No doubt a law must be clear cogent and should not give any confusion. Since, the term interlocutory order has not been defined nor can we gather meaning of interlocutory order from the language of Section 397 of Cr.P.C. So, we are under some confusion whether to file revision case or to challenge under inherent powers of High Court.

It is to be pointed out here that the learned judicial magistrates during pre-cognizance stage and post-cognizance stage have been passing many orders like remanding an accused to police custody, bail orders, interim custody of property, issuing summons and order u/s. 91 Cr.P.C., discharge of an accused and other orders both at the hands of prosecution and accused. Since there is no definition of interlocutory only after getting rejection of Revisional Court that revision is barred u/s. 397(2) Cr.P.C., we are able to move an application under inherent powers of High Court, so parties right to move sessions court is lost and one more right to move High Court is also lost. So the law makers have to think to define interlocutory order. Delayed justice is denied justice because of this confusion in many maters, parties cannot file proper case before court concerned.

Examples of interlocutory orders

Summoning of witness and bail orders are interlocutory orders.

Amarnath Vs State – 1977 SCC Crl.585 . The orders issued during the pendency of proceedings without reaching any finality such as summoning of witness releasing an accused on bail are interlocutory orders.
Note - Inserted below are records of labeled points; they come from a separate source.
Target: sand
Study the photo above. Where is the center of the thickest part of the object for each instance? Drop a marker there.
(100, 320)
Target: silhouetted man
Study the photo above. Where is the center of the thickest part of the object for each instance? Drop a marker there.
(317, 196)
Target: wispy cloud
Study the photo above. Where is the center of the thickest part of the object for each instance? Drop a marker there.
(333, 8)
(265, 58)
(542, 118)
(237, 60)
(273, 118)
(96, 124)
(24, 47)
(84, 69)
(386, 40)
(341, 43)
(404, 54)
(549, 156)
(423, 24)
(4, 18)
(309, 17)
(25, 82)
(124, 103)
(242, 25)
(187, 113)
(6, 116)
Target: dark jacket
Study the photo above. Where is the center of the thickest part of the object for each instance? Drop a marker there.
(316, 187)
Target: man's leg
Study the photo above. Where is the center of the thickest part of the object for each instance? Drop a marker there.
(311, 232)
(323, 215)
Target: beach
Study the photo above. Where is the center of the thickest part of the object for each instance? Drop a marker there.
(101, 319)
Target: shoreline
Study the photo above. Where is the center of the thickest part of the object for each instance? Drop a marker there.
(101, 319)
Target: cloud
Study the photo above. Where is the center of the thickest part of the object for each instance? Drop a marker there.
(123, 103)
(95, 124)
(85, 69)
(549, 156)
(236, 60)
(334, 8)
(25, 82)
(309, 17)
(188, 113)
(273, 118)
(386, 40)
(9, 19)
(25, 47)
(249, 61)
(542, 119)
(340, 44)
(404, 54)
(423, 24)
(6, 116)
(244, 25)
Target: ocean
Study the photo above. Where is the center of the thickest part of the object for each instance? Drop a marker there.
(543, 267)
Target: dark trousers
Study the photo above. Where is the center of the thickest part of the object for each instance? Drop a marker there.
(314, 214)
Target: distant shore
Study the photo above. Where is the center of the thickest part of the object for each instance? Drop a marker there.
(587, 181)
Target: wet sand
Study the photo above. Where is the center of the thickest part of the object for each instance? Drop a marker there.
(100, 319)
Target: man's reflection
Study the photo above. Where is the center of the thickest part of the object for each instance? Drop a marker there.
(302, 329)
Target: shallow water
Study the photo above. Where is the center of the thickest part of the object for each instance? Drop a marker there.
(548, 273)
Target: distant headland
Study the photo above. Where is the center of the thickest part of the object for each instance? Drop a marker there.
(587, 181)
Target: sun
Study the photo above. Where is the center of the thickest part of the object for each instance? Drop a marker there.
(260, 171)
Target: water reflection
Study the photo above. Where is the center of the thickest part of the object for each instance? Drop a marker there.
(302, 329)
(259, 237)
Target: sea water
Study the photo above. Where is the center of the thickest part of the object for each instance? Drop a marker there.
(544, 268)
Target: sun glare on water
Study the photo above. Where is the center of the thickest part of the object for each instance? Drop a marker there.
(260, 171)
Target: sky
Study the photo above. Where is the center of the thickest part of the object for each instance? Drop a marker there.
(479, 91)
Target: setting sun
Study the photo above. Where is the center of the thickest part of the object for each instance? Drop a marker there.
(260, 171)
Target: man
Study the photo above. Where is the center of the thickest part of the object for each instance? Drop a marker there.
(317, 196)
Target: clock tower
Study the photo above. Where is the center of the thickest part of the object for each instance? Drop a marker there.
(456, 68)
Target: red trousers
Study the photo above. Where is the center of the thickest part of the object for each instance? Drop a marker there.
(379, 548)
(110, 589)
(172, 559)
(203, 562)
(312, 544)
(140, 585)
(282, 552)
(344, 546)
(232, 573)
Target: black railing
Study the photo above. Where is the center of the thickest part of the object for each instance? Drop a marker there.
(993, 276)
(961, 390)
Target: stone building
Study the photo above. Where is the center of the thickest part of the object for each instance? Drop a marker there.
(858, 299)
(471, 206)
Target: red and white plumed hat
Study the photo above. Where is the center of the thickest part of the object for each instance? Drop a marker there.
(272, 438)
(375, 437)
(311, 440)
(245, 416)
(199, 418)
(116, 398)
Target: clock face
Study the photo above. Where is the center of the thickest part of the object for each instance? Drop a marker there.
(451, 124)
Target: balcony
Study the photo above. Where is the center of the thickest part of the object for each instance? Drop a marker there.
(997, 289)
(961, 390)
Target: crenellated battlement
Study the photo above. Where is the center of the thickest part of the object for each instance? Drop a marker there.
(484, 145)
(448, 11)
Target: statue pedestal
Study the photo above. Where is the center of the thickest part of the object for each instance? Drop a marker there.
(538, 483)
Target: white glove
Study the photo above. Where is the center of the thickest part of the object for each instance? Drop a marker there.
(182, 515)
In Sethuraman Vs Rajamanickam – 3. 2009 2 SCC Crl. 627 reported in, it has been held that orders issued u/s. 91 and 311 Cr.P.C., are interlocutory orders.

In Rajendra kumar sitaram pande Vs Uttam – AIR 1999 SC 1028 = 1999(3) SCC 134 it has been held that the order directing issuance of summon is purely interlocutory order and so revision is barred.

Remedy against interlocutory orders

It is needless to say that the aggrieved person on the interlocutory orders are not remediless, they can very well invoke the jurisdiction of high court u/s. 482 Cr.P.C., as decided in the following cases.

i) Prem & others Vs Budharam – 2000 Crl.LJ 790

ii) H.Mohammed Ibrahim Vs State – 2008(2) MLJ Crl. 394

iii) Municipal Corporation of Delhi Vs Ram Kishan rohtagi and other – AIR 1983 SC 67

Section 482 Cr.P.C., has a different parameter and this provision is not controlled by Section 397(2) Cr.P.C. So in appropriate case, the High Court can interfere with the interlocutory order u/s. 482 Cr.P.C.

CONCLUSION

As discussed above it is just and necessary to define the term interlocutory orders in order to avoid multiplicity of proceedings.